Afresh is an AI platform for grocery that aims to reduce food waste and improve operational efficiency for grocers. As a Senior Software Engineer in Infrastructure, you will be responsible for building and enhancing the infrastructure that supports service teams, ensuring reliable and safe operations while implementing cost and performance improvements.
Responsibilities:
- Own and deliver infrastructure projects end-to-end, from problem definition and technical design through implementation, rollout, and iteration
- Build and improve platform primitives that make it easier for service teams to deploy, operate, and debug their services
- Improve observability and operational readiness so we can detect issues early, reduce time-to-recovery, and prevent repeat incidents
- Identify and implement cost and performance improvements across our cloud infrastructure and developer tooling
- Work closely with Security to implement practical security controls and protect sensitive data (for example, least-privilege access, secret management, and network controls)

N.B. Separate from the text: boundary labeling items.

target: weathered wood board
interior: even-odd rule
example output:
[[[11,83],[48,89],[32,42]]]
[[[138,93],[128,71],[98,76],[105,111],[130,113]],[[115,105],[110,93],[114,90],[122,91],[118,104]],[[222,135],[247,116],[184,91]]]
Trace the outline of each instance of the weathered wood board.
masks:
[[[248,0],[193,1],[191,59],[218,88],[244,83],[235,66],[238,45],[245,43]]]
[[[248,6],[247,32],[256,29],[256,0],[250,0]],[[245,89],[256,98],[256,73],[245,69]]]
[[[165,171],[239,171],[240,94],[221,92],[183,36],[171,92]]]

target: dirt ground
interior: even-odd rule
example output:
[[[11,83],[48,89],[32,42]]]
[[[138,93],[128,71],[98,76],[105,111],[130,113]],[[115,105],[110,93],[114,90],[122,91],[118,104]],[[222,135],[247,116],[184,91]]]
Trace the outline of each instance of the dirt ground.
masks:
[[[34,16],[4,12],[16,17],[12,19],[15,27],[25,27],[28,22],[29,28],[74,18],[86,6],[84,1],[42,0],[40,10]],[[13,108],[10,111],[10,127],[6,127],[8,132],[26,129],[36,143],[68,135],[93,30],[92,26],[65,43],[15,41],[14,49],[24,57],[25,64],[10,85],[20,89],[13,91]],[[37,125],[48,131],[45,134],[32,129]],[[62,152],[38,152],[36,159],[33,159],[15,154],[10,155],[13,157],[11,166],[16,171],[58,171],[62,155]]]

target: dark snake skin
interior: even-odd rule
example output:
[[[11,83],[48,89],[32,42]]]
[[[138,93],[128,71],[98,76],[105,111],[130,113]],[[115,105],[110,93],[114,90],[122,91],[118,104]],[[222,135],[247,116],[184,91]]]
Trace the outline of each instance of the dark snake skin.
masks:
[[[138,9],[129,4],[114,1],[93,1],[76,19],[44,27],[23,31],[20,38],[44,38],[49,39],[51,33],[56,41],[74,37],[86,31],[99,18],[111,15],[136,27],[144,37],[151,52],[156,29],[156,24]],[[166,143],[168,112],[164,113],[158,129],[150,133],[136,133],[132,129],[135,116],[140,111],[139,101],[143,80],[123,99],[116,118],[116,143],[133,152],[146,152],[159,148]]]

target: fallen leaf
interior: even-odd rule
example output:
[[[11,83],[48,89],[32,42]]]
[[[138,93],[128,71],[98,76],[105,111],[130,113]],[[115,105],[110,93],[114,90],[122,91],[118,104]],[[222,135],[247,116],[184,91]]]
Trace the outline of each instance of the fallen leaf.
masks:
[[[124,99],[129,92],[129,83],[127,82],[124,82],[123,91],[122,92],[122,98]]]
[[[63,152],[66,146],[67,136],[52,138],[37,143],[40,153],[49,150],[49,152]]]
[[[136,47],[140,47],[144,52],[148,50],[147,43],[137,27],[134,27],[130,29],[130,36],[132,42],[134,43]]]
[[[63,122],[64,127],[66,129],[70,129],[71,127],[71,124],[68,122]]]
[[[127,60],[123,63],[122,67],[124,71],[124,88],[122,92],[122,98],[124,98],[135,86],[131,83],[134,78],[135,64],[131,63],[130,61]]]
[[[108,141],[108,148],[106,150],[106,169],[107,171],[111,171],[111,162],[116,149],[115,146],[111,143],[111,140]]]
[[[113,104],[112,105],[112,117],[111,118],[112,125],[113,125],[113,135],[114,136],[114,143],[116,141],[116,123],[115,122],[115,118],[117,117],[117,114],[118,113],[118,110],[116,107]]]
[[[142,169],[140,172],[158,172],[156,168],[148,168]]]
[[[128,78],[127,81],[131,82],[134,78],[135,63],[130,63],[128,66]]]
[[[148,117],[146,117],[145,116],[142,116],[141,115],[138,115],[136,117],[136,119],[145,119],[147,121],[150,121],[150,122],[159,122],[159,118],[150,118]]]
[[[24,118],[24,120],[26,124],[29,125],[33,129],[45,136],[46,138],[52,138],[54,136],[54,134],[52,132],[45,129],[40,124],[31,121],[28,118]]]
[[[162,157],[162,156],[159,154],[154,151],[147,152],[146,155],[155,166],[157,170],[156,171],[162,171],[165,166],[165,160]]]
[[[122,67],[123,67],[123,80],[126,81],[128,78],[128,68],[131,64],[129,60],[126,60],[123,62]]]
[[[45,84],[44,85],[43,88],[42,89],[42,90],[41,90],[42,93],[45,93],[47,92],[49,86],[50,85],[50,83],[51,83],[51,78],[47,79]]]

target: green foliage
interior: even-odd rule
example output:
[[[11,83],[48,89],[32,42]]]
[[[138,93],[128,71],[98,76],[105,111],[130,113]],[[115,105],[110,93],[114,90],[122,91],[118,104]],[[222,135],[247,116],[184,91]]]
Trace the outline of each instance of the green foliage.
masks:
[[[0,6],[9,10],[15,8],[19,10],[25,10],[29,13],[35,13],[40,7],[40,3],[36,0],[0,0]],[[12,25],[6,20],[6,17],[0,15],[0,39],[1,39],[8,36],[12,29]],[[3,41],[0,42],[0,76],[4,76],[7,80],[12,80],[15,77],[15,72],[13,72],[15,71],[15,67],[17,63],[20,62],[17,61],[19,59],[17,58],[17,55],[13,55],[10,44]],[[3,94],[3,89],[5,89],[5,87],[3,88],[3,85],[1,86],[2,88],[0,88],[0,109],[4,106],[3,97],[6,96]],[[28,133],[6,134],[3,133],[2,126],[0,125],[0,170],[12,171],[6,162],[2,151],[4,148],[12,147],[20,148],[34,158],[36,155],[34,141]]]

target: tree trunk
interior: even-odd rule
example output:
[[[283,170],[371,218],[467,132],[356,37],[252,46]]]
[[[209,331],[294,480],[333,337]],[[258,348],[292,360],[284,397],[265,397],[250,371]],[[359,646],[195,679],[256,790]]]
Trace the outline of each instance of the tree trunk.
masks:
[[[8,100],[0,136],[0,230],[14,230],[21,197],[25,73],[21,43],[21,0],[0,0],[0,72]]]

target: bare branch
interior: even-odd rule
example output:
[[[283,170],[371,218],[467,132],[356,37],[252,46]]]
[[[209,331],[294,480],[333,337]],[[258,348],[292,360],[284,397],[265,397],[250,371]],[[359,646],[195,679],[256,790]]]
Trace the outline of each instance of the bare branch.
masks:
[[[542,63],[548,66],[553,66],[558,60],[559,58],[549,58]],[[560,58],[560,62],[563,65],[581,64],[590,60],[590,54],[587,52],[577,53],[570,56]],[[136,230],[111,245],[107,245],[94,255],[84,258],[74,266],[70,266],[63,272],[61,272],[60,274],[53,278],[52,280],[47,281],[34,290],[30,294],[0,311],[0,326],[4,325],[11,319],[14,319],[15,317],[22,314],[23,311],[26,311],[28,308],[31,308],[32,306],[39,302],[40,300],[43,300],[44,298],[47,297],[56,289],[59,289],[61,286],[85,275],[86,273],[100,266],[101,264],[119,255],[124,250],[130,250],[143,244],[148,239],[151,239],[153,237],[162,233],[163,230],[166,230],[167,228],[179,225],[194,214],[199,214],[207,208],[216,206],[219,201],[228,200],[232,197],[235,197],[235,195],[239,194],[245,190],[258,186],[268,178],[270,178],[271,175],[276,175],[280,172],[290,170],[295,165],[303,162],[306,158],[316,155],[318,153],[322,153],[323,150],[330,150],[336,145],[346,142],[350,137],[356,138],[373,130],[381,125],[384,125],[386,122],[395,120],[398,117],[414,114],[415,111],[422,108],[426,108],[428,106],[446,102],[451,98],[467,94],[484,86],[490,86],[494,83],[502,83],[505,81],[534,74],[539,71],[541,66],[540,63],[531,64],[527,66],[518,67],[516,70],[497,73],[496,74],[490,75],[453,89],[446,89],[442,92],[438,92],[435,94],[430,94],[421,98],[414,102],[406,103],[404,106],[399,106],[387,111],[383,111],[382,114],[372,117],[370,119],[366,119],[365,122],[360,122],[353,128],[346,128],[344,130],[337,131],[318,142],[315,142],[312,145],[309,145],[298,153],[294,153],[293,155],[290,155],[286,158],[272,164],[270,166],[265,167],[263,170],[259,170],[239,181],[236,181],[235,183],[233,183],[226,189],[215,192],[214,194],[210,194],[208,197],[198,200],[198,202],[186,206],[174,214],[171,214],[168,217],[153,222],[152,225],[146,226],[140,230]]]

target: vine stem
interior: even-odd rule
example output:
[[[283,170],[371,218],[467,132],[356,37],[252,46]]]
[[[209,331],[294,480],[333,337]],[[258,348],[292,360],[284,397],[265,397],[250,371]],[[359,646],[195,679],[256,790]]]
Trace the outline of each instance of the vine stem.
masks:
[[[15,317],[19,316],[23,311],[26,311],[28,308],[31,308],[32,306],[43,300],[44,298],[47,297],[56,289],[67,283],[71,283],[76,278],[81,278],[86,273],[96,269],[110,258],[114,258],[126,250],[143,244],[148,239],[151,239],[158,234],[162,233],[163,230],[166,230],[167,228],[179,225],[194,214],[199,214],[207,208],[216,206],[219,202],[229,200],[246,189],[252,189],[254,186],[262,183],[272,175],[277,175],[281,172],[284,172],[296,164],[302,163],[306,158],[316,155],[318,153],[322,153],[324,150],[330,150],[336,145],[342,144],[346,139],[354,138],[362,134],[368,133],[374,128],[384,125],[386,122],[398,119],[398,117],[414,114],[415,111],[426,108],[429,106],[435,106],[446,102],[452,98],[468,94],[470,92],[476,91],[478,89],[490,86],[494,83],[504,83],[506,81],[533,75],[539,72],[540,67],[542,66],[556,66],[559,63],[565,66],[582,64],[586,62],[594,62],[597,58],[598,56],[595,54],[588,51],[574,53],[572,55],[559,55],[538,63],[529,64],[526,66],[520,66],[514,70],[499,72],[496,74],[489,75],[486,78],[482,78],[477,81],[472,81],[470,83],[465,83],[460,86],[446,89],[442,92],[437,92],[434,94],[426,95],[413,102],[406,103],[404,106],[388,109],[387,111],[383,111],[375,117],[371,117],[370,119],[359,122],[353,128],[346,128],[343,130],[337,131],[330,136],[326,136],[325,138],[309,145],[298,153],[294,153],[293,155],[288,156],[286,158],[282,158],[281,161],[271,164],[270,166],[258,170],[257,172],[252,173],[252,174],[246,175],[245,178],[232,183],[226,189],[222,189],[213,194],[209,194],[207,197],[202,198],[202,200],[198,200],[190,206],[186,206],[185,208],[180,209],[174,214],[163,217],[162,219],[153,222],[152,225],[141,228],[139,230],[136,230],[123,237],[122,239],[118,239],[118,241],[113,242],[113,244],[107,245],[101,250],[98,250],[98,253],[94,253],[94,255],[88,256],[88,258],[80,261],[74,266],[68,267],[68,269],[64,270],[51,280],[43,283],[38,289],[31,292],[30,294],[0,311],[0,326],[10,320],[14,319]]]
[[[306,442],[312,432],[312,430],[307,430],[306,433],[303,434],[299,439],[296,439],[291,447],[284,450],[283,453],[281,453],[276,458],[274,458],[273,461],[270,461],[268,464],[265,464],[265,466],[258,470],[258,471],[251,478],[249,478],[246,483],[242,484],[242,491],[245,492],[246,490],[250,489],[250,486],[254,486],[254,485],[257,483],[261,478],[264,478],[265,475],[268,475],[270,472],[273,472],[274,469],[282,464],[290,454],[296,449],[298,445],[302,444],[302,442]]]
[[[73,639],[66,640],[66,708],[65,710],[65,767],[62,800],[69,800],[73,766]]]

- Participate in our on-call rotation and continuously improve monitoring and alerting to maintain a low page rate
- Stay current on infrastructure best practices and evaluate improvements with a pragmatic, impact-focused mindset
Requirements:
- 5+ years of relevant software engineering experience (or equivalent experience)
- Experience delivering complex technical work in production environments
- Ability to turn ambiguous problems into a plan and execute with a high level of ownership and good judgment
- Operated and maintained mission-critical cloud infrastructure with high uptime
- Designed and implemented scalable infrastructure (Azure preferred, but AWS/GCP are also fine)
- Experience with core cloud networking (VPC/VNet design, routing, DNS, load balancing, and connectivity)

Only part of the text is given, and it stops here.